This is a British election year and London based artists Bob and Roberta Smith want to be involved and are keen to have their say!
Bob and Roberta Smith’s third solo exhibition at the gallery, provides them with the perfect platform to get YOU involved. During the course of the show Bob and Roberta Smith are inviting everyone to an event held each Saturday during March at Hales Gallery. They are offering the opportunity to be part of a mass letter writing to politicians on a wide range of subjects as diverse as:
Was it right for the Mayor’s office to cut funding for the anti-racism festival RISE
What is Hilary Benn doing to protect the environment post-Copenhagen?
And asking Ed Vaizey (the Conservative shadow Minister for Culture) why anyone involved in the arts would vote Conservative given their views over the funding of The Arts Council?

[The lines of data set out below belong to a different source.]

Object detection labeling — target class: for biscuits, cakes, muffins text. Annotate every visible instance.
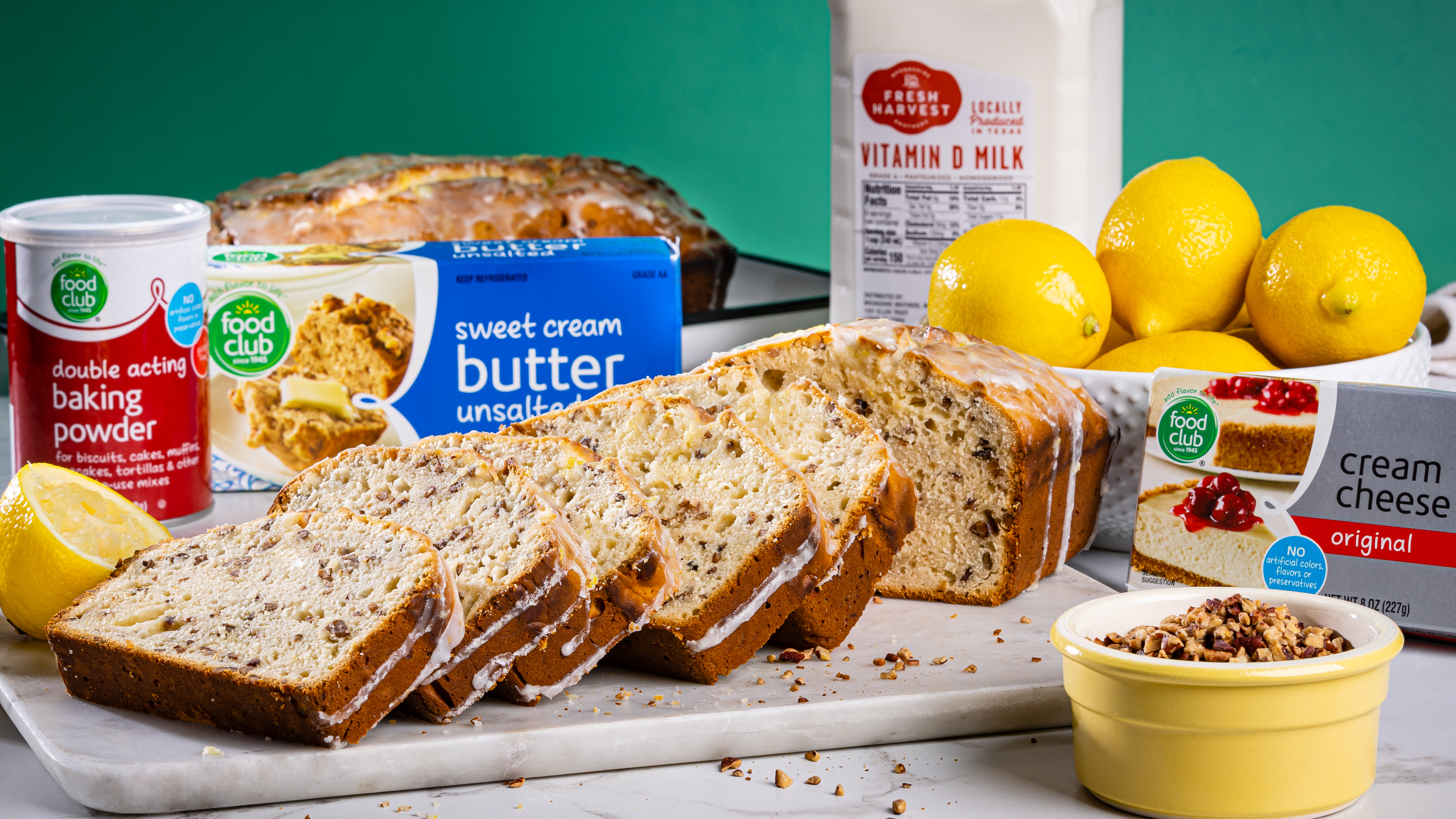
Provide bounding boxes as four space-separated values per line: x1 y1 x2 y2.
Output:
1091 595 1350 662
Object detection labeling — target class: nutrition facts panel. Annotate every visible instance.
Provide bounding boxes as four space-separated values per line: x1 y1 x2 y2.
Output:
862 182 1026 274
859 180 1028 323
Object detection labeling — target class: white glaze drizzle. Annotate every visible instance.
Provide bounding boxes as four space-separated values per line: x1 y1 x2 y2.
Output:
421 564 568 685
561 618 591 657
684 508 827 655
313 560 464 733
466 598 584 692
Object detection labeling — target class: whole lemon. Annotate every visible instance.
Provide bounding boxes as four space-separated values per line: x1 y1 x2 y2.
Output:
0 464 170 640
1245 205 1426 367
929 220 1112 367
1096 157 1264 339
1088 330 1274 372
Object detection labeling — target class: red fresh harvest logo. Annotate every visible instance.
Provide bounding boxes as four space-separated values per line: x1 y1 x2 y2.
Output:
859 61 961 134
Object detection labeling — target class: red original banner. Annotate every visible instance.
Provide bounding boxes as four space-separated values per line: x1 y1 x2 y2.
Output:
1294 516 1456 567
859 61 961 134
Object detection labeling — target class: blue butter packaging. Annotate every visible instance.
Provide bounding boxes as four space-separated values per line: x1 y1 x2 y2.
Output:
205 237 683 492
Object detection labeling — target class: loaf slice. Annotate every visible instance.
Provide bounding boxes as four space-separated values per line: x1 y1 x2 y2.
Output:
271 447 596 723
597 367 914 649
508 397 831 685
418 432 677 705
700 319 1115 605
227 367 389 470
47 511 464 748
293 292 415 399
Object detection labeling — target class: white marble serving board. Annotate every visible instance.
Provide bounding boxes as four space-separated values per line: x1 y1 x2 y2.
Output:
0 486 1111 813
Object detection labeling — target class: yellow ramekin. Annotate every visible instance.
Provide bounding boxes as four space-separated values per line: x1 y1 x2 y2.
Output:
1051 586 1404 819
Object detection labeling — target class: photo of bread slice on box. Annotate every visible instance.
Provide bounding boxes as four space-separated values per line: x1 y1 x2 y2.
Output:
214 285 415 483
227 367 389 471
293 292 415 399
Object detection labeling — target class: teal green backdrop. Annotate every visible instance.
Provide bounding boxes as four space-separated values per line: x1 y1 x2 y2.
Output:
0 0 1456 286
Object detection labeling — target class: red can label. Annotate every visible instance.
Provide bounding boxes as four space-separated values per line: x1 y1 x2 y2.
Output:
4 237 213 519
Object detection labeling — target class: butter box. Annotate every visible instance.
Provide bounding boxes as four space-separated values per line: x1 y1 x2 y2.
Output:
205 237 683 492
1127 368 1456 639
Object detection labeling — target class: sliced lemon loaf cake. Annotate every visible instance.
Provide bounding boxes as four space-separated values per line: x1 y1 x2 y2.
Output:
419 432 678 705
508 397 831 685
700 319 1115 605
271 447 596 723
47 511 464 748
597 367 914 649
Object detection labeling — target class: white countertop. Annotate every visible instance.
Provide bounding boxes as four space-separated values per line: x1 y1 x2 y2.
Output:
0 639 1456 819
0 406 1456 819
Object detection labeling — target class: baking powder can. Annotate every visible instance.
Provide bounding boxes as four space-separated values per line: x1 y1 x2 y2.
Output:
0 196 213 524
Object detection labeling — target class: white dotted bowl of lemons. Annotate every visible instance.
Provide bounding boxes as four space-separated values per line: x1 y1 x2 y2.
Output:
928 157 1431 551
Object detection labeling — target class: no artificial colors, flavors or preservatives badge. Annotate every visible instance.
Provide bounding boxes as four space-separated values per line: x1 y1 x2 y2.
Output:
1158 390 1219 467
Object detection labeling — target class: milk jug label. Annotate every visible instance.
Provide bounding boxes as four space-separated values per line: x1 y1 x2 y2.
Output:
852 54 1035 324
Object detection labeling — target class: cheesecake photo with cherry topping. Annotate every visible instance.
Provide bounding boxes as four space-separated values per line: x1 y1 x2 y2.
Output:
1133 474 1275 588
1204 375 1319 474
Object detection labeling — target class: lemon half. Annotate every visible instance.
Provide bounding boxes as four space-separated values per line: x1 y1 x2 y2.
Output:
0 464 172 640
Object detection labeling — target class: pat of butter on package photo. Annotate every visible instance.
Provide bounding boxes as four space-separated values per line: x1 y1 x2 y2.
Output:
1127 368 1456 640
204 237 683 492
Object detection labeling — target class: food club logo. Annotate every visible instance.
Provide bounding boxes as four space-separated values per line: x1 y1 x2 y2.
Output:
51 260 106 322
207 289 293 378
859 61 961 134
1158 396 1219 464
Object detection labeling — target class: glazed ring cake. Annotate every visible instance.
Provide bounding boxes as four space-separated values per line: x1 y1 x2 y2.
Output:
47 511 464 748
597 367 914 649
269 447 597 723
508 396 833 685
208 154 738 313
1204 375 1319 474
416 432 678 705
699 319 1115 605
1133 473 1277 588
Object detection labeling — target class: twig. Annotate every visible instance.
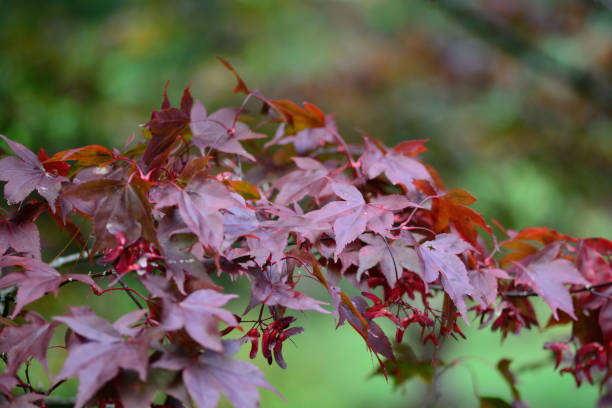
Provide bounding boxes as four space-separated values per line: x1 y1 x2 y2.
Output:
112 271 144 310
49 251 89 269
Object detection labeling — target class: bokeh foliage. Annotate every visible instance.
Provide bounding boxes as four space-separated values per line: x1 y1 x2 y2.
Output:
0 0 612 406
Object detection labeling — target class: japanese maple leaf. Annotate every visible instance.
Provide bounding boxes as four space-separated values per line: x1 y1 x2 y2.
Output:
417 234 474 326
516 257 589 320
163 289 238 352
62 176 157 251
419 185 492 246
143 84 193 165
338 295 395 360
0 215 40 259
151 173 243 249
357 234 419 287
0 135 68 212
247 268 329 313
359 137 431 190
264 100 338 155
305 183 417 257
468 268 511 307
274 157 331 205
0 312 57 375
55 306 157 408
264 120 338 155
190 101 263 161
0 255 100 318
153 340 282 408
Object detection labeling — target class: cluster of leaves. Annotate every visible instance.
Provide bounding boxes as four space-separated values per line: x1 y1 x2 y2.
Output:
0 61 612 407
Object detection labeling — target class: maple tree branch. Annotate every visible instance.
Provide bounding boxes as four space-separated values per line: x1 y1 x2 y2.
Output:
113 271 144 310
500 281 612 299
381 235 399 280
49 251 89 269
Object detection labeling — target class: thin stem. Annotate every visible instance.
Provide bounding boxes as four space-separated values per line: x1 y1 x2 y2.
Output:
112 272 147 310
49 251 89 269
381 235 399 280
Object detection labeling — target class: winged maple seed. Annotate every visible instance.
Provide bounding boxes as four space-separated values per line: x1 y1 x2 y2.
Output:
0 61 612 407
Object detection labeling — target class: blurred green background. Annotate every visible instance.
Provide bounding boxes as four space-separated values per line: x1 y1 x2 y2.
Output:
0 0 612 407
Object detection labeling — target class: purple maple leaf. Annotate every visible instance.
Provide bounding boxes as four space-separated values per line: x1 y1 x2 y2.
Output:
359 138 431 190
306 183 417 257
274 157 331 205
0 255 100 318
0 135 68 212
55 306 159 408
417 234 474 326
357 234 419 287
151 173 243 249
153 340 282 408
0 312 57 375
247 262 329 313
0 216 40 259
163 289 238 352
190 100 264 161
468 268 511 307
516 259 589 319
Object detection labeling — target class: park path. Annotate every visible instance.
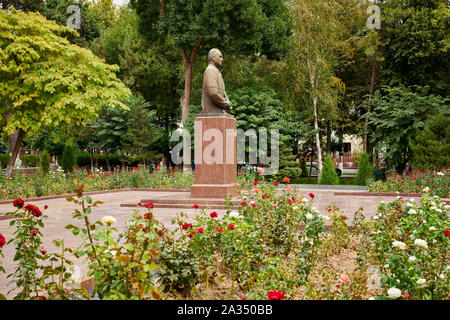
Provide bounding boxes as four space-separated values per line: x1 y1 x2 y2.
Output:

Where art movements like the Fluxus or art schools were once the bastions of left-wing thinking and direct political engagement, there now seems to be a mood of indifference. The Smiths are in part nostalgic for the past and on the other hand realistic about what an artist’s involvement with politics can achieve. They have created a show that delves into the current apathy surrounding politics of the ‘middle-ground’ and the elaborate channels that politicians have created to ‘try and get things done’. With their familiar language of signs and placards they attack scepticism in favour of a bright new world where campaigning can change the cultural, natural and creative landscape. With this exhibition, Bob and Roberta Smith are attempting to herald in a new era of political activity.

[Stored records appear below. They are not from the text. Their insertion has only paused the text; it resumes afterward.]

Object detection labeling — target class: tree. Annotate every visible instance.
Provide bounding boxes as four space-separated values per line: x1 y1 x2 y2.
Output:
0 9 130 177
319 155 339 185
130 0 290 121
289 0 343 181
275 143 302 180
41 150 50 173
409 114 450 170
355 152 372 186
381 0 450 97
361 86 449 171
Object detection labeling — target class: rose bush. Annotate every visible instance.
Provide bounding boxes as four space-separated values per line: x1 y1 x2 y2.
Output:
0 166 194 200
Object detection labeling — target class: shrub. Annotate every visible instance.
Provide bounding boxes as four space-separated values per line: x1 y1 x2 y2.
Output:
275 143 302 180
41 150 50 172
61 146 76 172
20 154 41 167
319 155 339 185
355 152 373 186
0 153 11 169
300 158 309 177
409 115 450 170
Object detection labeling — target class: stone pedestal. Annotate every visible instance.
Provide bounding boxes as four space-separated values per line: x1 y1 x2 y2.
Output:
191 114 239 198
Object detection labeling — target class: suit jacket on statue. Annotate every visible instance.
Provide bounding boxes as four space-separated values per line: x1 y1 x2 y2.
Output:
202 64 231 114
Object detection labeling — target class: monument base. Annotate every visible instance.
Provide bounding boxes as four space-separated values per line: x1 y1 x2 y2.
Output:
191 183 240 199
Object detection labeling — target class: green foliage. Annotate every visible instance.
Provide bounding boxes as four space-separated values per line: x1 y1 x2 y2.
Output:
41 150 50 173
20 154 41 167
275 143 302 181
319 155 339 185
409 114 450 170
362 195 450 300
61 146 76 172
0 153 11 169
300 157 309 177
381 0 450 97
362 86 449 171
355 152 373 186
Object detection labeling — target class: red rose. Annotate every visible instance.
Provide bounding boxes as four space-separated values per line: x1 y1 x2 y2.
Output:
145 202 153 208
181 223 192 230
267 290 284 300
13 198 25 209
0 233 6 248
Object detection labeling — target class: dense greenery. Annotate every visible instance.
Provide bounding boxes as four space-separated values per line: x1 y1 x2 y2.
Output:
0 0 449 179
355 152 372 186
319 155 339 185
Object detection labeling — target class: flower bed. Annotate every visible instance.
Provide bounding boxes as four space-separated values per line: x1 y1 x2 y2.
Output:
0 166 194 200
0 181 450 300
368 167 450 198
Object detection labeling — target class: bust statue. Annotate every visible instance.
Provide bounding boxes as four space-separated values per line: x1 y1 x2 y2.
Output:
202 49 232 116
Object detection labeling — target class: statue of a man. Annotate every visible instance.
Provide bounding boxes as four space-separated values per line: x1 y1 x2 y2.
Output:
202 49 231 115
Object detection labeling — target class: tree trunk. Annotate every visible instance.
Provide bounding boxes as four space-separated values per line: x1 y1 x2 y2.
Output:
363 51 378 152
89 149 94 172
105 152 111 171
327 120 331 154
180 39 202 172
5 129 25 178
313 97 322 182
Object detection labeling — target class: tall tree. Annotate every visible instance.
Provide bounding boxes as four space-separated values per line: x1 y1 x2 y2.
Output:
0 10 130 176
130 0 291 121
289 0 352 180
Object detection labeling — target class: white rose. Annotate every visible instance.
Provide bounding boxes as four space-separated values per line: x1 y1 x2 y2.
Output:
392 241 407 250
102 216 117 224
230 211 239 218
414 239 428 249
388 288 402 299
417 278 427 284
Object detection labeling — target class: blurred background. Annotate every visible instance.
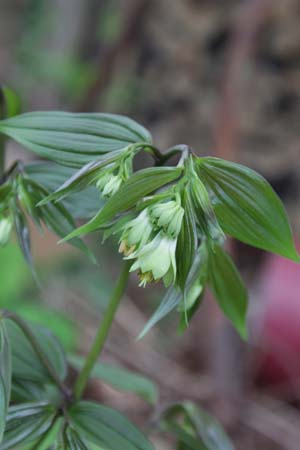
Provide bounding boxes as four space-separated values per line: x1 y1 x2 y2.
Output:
0 0 300 450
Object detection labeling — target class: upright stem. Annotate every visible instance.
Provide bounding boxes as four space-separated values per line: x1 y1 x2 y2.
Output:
74 261 131 399
0 86 6 178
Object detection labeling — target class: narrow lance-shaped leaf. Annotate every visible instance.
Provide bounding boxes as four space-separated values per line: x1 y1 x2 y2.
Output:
197 158 300 261
138 247 205 339
0 402 55 450
69 402 154 450
0 111 151 167
0 315 11 442
7 321 67 383
40 150 122 206
208 244 248 339
59 427 91 450
64 167 182 240
23 177 95 261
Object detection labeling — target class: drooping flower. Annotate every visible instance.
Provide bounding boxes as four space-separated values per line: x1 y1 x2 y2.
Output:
150 200 184 238
0 216 13 247
119 208 153 256
96 171 123 198
126 232 177 286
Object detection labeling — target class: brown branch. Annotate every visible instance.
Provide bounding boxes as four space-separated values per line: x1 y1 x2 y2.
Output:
76 0 149 111
215 0 274 160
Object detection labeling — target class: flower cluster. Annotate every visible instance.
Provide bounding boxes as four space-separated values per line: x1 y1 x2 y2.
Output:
119 196 184 286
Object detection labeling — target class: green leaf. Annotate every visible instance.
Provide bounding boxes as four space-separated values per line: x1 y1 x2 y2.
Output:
0 111 151 167
36 151 121 207
198 158 300 261
0 316 11 443
69 356 158 404
22 177 95 261
7 321 67 383
138 247 204 339
162 402 234 450
69 402 154 450
11 376 61 404
25 162 103 219
64 167 182 240
208 245 248 339
0 402 55 450
24 416 64 450
62 427 90 450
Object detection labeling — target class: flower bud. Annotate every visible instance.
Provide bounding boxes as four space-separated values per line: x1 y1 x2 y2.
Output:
119 209 153 256
96 172 123 198
126 233 177 286
150 200 184 239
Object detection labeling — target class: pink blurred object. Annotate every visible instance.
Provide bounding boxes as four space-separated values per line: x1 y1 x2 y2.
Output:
255 243 300 390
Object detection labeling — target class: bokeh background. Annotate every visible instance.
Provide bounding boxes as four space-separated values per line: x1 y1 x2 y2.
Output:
0 0 300 450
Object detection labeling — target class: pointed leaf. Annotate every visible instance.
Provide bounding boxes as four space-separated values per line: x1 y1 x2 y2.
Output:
0 402 55 450
69 402 154 450
138 247 204 339
7 321 67 383
198 158 300 261
0 111 151 167
25 162 103 219
64 167 182 240
208 245 248 339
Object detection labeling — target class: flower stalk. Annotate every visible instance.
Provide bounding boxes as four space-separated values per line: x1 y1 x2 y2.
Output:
0 86 6 179
74 261 131 400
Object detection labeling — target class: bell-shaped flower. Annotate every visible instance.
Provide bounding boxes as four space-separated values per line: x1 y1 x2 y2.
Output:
127 232 177 286
0 216 13 247
119 209 153 256
150 200 184 238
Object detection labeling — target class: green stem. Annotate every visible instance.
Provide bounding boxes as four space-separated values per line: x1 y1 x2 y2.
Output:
4 311 70 399
0 86 6 177
74 261 131 400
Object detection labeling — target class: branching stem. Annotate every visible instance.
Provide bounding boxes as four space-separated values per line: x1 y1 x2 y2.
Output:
74 261 131 400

This is not the first time that the Smiths have used the democratic process and popular politics as subject matter, in fact the artists have returned to it many times. Pictured in their book Make Your Own Damn Art, is a small badge made by a youthful Bob Smith. The year was 1979 and Britain was on the brink of the Thatcher era. The text reads, Tories help the Rich, Labour helps the Rest. It was not meant as an artwork but reflected a common art school sentiment of the time. In an installation entitled The Government at Cell Projects, London (2003) Bob and Roberta Smith played with national disappointment as the first cracks in New Labour’s shiny exterior became visible with a selection of bluntly worded signs poking fun at the then Cabinet. In 2004, as part of a public art project, Bob Smith stood for Mayor of Folkestone, Kent, asking people to Vote Bob Smith for more Art. More recently during Altermodern (curated by Nicolas Bourriaud in 2009) at Tate Britain the Smiths presented a series of signs reflecting the optimism of the first black President of America alongside heaps of street debris.
What all of these projects share is a distrust of a fallible political process alongside a deep-seated belief that against all of the odds, things could get better…….(if only by accident!)

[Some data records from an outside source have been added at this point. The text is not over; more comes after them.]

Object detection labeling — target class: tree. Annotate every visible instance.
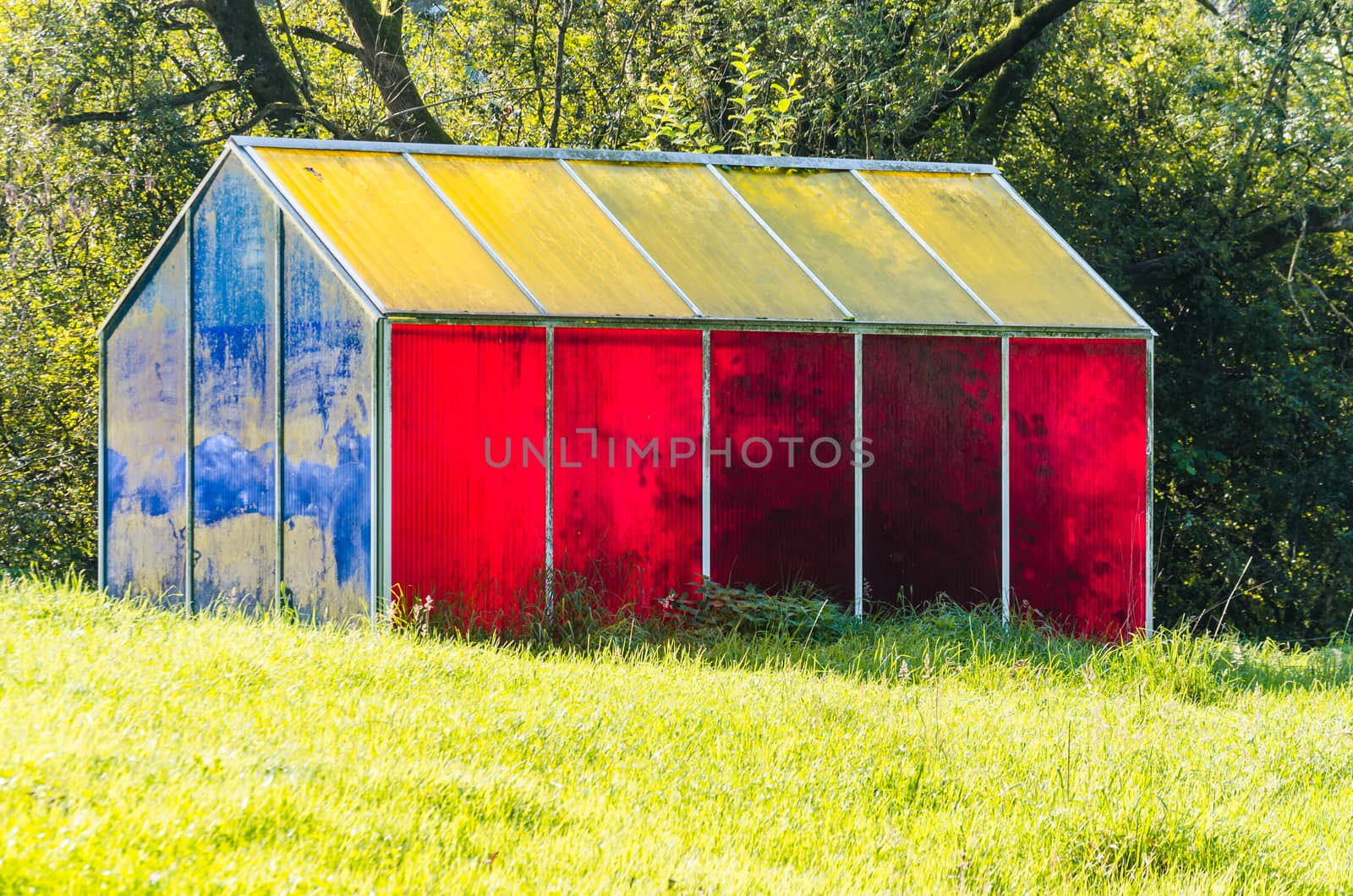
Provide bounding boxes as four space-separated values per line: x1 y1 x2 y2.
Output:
8 0 1353 637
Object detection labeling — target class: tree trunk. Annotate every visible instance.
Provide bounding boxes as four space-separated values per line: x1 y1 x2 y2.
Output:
342 0 451 144
194 0 306 124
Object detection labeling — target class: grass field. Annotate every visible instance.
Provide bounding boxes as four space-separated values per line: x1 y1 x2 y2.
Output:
0 581 1353 893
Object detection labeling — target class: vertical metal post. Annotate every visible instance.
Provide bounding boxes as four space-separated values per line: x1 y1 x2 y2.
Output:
851 333 864 619
370 317 395 626
1145 337 1155 637
183 205 198 616
544 326 555 619
699 331 713 579
96 327 108 592
272 205 287 612
368 317 391 626
1001 336 1011 624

Bob and Roberta Smith live and work in London. Their work is currently being shown as part of Niet Normaal at the Beurs van Berlage, Amsterdam and their solo show This Artist is Deeply Dangerous at Beaconsfield, London runs until 21st Feb 2010. Bob and Roberta Smith are also artists in residence at the New Art Gallery Walsall working with the Epstein archive resulting in a major exhibition The Life of the Mind at the museum in 2011. Bob Smith is currently a Trustee of the Tate. The show also includes three new sculptures that have been made in collaboration with Tim Fidall who recently worked with Bob and Roberta Smith on their 2008 Tate Christmas tree.